Your network is the group of doctors, hospitals, clinics and other health care providers that your insurance plan coordinates with to provide care. If your provider is not on that list, that's considered out-of-network care.
You're not required to use providers in your network, but your health plan may not offer as much coverage when you go out of network. In that case, you'd be responsible for covering the gap between the total cost of care and what your plan covers.
7. Preferred provider organization (PPO)
Your health plan can offer different network types. One of the most popular is a preferred provider organization, or PPO.
With a PPO, your monthly premiums and out-of-pocket costs may be higher. But you have the advantage of being able to visit doctors both in and out of network without a referral.
You also don't have to choose a primary care physician, who would normally act as your first point of contact when you need care. A PPO network gives you maximum flexibility in choosing health care providers.
8. Health maintenance organization (HMO)
A health maintenance organization (HMO) is another type of network structure.

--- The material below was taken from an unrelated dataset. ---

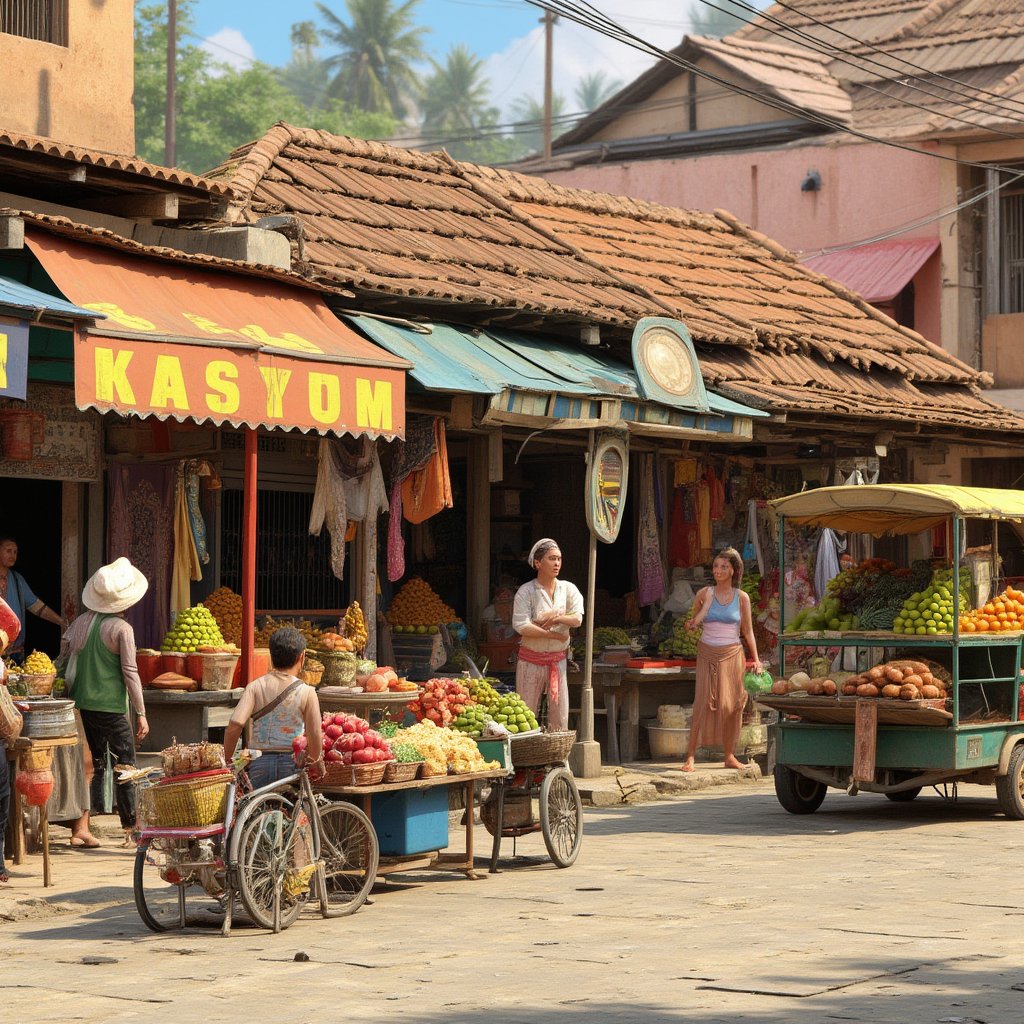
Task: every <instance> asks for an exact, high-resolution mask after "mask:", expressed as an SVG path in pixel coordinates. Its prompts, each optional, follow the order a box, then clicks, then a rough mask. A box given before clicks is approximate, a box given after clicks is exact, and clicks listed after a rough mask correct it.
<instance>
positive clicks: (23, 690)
mask: <svg viewBox="0 0 1024 1024" xmlns="http://www.w3.org/2000/svg"><path fill="white" fill-rule="evenodd" d="M56 678H57V674H56V673H55V672H40V673H35V674H33V673H28V674H25V673H23V674H18V673H13V672H12V673H11V674H10V682H9V683H8V684H7V685H8V687H9V688H10V692H11V694H12V695H14V696H22V697H48V696H49V695H50V694H51V693H52V692H53V680H54V679H56Z"/></svg>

With an HMO health plan, you're required to choose a primary care physician. If you need to see a specialist, you have to see your primary care doctor first so they can make a referral.
HMO plans don't offer any out-of-network coverage unless you have a health emergency. The upside is that these plans tend to have lower premiums than PPO plans, and your overall out-of-pocket cost may also be lower.

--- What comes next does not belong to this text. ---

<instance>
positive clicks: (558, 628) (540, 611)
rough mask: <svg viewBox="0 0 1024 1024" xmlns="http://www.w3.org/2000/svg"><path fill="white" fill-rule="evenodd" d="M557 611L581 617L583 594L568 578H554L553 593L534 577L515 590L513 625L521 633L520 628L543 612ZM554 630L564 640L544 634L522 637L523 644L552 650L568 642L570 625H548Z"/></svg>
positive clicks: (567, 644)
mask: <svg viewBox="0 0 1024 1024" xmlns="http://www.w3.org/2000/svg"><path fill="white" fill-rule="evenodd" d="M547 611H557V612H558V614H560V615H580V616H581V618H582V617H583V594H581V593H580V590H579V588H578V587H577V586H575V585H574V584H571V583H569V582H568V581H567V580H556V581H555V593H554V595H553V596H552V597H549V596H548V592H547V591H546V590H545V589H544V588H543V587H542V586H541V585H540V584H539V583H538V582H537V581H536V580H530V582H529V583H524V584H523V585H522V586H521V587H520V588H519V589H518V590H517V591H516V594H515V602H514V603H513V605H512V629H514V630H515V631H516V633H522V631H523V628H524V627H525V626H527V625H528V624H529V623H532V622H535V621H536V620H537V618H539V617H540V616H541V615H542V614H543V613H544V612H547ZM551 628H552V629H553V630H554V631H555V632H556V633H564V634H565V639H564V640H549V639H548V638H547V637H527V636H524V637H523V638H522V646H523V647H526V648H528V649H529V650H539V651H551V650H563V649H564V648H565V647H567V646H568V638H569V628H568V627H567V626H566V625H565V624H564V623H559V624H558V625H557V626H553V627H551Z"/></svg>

9. High deductible health plan
High-deductible health plans carry higher deductibles than traditional health insurance. But you get the advantage of having a lower premium.

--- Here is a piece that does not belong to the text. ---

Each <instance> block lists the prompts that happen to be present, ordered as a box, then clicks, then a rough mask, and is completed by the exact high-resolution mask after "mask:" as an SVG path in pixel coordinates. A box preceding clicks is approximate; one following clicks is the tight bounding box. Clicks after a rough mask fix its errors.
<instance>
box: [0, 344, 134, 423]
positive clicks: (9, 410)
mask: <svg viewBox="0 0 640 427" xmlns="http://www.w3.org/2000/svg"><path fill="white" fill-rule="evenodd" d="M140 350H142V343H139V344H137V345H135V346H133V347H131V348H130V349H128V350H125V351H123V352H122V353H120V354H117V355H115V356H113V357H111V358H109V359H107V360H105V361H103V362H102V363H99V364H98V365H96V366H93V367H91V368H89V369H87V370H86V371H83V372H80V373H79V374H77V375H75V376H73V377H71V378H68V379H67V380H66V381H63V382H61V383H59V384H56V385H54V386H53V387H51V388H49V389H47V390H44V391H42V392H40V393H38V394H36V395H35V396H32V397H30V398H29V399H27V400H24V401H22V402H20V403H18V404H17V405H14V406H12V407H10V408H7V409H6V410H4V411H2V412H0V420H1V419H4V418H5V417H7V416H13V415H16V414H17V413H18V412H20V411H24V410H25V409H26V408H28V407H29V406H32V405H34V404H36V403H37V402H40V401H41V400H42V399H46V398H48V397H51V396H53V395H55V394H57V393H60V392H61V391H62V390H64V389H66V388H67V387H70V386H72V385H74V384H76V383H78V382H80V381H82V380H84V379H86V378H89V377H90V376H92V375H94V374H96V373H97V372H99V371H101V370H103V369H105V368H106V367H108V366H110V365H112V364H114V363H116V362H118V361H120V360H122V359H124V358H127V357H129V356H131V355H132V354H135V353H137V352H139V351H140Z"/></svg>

You'll need to be enrolled in a high-deductible health plan to contribute to a health savings account (HSA).
10. Health savings account
Health savings accounts are tax-advantaged accounts that are used to cover health-care expenses.
You can add money to an HSA each year, up to the annual limit for your coverage type. Contribution limits are higher for family coverage; employers can also make contributions to your plan.
An HSA offers three main tax advantages:
- Tax-deductible or pretax (through payroll deduction) contributions
- Tax-deferred growth
- Tax-free withdrawals for qualified medical expenses
If you withdraw money from an HSA for something other than a health care expense before age 65, you'll pay a 20% tax penalty, plus ordinary income tax on the money. After age 65, the 20% penalty goes away, but you'll still pay income tax on non-health care withdrawals.
Unlike a flexible spending account (FSA), which can also be used to save for health care expenses, you can roll your HSA over from year to year. As long as you stay healthy, your HSA contributions can keep growing until you need them.